C. Hu, L. Grimm, A. Prabodh, A. Baksi, A. Siennicka, P. A. Levkin, M. M. Kappes and F. Biedermann, Chem. Sci., 2020, 11, 11142-11153.

DOI: 10.1039/D0SC03079A

 

 

Abstract

Non-covalent chemosensing ensembles of cucurbit[n]urils (CBn) have been widely used in proof-of-concept sensing applications, but they are prone to disintegrate in saline media, e.g. biological fluids.

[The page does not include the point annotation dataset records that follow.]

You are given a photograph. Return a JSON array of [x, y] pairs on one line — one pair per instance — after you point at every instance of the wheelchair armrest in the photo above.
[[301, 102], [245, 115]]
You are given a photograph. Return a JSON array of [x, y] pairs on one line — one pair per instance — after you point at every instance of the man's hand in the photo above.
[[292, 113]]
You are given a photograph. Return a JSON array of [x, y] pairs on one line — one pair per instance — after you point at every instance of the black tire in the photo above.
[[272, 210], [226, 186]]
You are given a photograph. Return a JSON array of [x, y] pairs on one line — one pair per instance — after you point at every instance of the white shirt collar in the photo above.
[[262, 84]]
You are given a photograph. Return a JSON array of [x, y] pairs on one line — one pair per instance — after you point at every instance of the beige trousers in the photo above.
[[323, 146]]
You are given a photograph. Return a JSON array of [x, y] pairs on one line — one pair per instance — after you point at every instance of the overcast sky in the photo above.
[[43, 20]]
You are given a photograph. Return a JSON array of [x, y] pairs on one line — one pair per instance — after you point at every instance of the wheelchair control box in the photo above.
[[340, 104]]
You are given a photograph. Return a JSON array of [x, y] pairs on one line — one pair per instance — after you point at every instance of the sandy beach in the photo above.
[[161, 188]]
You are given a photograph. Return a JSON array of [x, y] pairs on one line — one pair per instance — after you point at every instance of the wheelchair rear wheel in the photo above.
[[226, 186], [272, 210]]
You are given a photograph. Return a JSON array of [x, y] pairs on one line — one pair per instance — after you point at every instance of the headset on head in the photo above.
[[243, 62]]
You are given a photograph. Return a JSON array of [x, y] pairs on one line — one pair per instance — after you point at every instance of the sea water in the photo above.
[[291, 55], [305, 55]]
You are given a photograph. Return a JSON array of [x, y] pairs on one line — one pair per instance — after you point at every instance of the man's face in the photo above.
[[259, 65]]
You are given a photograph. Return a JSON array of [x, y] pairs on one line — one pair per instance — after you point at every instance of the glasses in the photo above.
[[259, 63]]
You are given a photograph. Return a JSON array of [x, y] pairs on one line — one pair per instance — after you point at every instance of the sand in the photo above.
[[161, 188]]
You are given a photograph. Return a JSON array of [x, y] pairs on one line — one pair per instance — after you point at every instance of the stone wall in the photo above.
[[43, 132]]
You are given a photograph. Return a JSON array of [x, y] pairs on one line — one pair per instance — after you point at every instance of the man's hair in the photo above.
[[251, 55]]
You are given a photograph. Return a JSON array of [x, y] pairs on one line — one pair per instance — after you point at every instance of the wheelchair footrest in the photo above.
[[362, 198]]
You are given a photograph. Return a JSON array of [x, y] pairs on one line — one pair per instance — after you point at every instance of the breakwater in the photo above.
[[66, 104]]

We show here that covalent cucurbit[7]uril–indicator dye conjugates are buffer- (10× PBS buffer) and saline-stable (up to 1.4 M NaCl) and allow for selective sensing of Parkinson's drug amantadine in human urine and saliva, where the analogous non-covalent CB7?dye complex is dysfunctional. The in-depth analysis of the covalent host–dye conjugates in the gas-phase, and deionized versus saline aqueous media revealed interesting structural, thermodynamic and kinetic effects that are of general interest for the design of CBn-based supramolecular chemosensors and systems. This work also introduces a novel high-affinity indicator dye for CB7 through which fundamental limitations of indicator displacement assays (IDA) were exposed, namely an impractical slow equilibration time. Unlike non-covalent CBn?dye reporter pairs, the conjugate chemosensors can also operate through a SN2-type guest–dye exchange mechanism, which shortens assay times and opens new avenues for tailoring analyte-selectivity.